The Order of St Augustine is traced to the life and writings of St Augustine, the renowned Bishop of Hippo (354-430), who graced the Church in North Africa in a time of strife and division. Son of Patricius and Monica, he was born in the village of Tagaste on the border of present-day Algeria and Tunisia and, sapart from some years in Italy – where he became a disciple of St. Ambrose and surrendered to the grace of the Gospel – he spent all his life in that region. It was there too that he wrote a simple Rule of Life for his followers, men and women, and this has constituted their ID card throughout the course of Christian history.

The Order, as we know it today, took shape through an amalgamation of many autonomous groups who based their lives on that Rule. They were brought together, as an apostolic fraternity, through the Great Unions of 1244 and 1256 and since then they have served the needs of the Church in small communities according to the demands of the time and the directives of the Gospel and their Rule of Life. Missionary work is one such directive and it is not surprising to learn that Augustinian missionaries were involved in the early evangelization of both east and west Africa.

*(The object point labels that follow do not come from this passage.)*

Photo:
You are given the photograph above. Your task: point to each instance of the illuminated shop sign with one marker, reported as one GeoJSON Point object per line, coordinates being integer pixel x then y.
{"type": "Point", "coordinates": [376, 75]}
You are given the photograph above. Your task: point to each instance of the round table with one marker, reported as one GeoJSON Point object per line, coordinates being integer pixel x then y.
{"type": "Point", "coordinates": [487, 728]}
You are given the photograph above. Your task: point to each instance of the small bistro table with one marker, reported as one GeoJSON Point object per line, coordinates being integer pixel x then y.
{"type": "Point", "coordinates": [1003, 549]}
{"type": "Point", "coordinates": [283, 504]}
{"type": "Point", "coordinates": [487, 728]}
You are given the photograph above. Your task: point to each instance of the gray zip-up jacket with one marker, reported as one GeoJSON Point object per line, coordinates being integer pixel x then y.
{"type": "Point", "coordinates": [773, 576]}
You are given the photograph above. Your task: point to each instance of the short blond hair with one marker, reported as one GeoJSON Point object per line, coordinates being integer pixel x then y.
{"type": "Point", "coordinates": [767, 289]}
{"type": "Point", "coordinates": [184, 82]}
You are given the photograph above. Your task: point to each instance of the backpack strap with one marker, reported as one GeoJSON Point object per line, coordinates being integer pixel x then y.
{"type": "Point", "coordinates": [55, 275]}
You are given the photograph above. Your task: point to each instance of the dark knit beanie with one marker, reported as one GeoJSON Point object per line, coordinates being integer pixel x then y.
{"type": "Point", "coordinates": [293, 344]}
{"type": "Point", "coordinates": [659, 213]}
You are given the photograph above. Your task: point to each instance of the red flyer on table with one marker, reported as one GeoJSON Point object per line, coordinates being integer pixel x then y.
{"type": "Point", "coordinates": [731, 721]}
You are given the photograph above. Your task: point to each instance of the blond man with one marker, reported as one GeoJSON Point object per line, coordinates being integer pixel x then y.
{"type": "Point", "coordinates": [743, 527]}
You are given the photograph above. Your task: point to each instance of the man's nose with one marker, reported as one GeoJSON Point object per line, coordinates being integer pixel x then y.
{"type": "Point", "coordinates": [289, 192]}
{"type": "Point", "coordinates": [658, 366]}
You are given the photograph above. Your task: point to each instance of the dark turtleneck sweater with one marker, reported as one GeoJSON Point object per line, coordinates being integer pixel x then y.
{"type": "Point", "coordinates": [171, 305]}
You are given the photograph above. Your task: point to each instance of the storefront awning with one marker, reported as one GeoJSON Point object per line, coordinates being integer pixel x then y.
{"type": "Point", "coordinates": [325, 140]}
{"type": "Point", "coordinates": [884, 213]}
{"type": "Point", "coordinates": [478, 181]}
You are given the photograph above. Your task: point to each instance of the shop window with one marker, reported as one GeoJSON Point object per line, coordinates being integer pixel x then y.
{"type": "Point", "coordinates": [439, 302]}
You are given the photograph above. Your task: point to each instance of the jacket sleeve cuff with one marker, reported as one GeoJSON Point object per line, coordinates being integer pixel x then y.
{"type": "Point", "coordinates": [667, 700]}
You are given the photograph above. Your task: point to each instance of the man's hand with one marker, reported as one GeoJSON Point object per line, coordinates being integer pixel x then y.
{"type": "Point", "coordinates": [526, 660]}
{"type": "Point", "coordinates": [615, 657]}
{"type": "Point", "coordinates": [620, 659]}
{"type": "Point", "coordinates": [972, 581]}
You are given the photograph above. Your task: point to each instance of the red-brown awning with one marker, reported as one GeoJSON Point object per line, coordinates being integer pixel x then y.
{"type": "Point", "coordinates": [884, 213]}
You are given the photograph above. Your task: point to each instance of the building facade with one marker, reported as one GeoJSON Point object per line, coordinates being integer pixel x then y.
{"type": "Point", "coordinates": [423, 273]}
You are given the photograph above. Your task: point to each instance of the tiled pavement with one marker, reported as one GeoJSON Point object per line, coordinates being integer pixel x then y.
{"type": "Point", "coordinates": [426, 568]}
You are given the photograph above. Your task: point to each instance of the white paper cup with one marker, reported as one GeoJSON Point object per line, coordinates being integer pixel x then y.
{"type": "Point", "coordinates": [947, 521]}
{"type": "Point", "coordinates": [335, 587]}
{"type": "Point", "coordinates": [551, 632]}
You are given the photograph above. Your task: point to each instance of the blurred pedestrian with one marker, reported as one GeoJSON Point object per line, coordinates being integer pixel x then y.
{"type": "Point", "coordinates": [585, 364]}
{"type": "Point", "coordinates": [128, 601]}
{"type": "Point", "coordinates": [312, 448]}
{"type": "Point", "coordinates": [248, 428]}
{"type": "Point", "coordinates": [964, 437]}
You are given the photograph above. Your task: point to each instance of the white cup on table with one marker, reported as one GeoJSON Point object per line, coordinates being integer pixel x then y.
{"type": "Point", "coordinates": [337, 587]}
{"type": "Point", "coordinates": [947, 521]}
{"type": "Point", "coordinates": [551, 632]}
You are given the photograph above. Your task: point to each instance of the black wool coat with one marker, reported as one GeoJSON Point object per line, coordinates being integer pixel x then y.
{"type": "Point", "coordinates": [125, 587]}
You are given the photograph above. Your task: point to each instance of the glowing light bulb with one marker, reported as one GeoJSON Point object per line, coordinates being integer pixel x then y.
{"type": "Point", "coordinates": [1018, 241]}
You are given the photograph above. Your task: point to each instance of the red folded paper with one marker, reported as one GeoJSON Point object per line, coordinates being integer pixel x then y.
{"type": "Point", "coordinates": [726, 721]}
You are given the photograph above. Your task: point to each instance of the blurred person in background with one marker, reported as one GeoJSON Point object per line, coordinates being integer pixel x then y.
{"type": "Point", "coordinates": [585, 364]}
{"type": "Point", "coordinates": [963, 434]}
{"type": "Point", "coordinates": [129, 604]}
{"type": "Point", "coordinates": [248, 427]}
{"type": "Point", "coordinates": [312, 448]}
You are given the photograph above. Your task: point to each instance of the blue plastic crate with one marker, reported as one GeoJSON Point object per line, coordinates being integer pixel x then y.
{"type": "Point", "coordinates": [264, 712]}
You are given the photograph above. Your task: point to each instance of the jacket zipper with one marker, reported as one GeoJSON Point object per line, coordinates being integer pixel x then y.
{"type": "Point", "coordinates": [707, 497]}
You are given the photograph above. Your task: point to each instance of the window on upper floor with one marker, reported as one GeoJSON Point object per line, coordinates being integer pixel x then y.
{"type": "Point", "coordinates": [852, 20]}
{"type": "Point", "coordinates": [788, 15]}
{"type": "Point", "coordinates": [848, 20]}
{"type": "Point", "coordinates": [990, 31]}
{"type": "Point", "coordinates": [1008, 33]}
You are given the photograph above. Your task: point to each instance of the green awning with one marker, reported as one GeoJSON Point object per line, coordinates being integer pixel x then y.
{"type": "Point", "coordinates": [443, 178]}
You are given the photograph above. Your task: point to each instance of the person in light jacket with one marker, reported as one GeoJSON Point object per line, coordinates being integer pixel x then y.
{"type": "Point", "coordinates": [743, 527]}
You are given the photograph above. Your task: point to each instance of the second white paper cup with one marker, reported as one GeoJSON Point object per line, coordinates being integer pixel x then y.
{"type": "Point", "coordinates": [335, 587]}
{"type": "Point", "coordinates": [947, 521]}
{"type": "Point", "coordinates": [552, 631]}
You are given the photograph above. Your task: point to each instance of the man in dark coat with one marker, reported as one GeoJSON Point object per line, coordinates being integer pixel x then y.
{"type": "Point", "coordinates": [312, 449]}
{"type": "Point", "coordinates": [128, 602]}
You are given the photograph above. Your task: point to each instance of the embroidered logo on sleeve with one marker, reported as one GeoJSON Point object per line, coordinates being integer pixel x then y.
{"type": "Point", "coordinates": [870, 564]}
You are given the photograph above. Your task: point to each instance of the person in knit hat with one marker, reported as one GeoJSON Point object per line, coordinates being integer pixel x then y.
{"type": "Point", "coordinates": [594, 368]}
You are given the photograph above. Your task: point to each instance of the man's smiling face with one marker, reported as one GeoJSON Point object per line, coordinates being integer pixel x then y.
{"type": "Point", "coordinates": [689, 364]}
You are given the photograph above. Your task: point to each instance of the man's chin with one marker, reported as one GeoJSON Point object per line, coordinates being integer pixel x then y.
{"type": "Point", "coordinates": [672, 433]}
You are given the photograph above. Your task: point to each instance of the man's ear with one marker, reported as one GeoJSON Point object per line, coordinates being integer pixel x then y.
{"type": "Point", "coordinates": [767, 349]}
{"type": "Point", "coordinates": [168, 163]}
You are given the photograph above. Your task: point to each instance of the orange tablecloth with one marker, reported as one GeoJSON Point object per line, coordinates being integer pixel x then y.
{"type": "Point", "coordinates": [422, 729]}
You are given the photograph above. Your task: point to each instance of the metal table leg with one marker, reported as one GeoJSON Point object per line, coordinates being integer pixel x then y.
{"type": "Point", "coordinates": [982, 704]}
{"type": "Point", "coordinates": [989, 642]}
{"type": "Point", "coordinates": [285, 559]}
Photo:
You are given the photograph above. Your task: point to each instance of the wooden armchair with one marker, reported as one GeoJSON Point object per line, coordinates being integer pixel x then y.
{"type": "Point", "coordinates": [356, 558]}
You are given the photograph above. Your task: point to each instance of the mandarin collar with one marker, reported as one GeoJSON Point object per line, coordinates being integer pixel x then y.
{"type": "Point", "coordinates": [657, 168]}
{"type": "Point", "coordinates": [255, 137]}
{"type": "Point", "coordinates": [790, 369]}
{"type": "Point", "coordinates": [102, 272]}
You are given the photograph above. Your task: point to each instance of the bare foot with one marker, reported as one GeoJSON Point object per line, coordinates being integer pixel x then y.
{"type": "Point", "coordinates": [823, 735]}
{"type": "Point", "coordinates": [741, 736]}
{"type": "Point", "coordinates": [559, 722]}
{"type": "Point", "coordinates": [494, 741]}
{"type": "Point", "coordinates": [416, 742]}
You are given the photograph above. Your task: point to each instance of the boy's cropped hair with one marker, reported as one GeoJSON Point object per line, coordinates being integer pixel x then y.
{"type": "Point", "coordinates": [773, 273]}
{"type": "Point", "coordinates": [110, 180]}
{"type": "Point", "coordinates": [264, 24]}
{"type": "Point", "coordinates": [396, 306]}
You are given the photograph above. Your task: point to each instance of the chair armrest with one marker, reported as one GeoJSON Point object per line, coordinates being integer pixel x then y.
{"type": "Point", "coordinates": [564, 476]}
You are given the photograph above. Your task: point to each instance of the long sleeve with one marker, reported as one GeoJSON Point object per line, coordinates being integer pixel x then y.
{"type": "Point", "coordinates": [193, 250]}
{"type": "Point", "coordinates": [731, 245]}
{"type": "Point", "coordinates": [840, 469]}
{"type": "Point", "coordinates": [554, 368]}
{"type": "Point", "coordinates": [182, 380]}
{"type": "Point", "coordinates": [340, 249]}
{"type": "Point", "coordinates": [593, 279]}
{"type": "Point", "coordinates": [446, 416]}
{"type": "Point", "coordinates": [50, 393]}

They were sent to Elmina, in present-day Ghana, as early as 1572 and to Mombasa (Kenya) in 1597. In both cases, some of their number – four in Mombasa, five in Elmina – gave the ultimate witness to the Gospel and were, it would seem, martyred for their faith. Augustinians at this time also established the first Catholic community in Nigeria, in Old Warri — which for a time was known as the City of St Augustine.

Augustinian missionaries were again to the fore in the revived missionary impetus of the nineteenth and twentieth centuries which reached out to Africa. They were, in fact, the first of the old religious orders in the Church to come to Nigeria, in the year 1938. The Irish Province of the Order had been entrusted with the evangelisation of Adamawa Province, which then formed part of the Prefecture of Jos. The first three priests came to Jos, however, not in order to establish a branch of the Augustinian Order. They came, in answer to the call of successive popes, to establish the Church in an area where it did not exist, in the present Adamawa, Borno and Taraba states. Their work led to the erection of the Prefectures of Yola (1950) and Maiduguri (1953), and to the dioceses of Yola in 1962 and Maiduguri in 1966.
This area remained the focus of Augustinian endeavours until 1967, when the Irish Province was asked to establish and staff a major seminary in Jos. It was a time of crisis in the country and, in particular, for the young indigenous Church in the north. The establishment of St. Augustine’s Major Seminary is probably the single most important factor in the extraordinary growth of the Church there over the past 30 years.

It was the seed-bed of the local Church, a nursery for future priests and bishops and the spiritual and intellectual matrix of a new Christendom.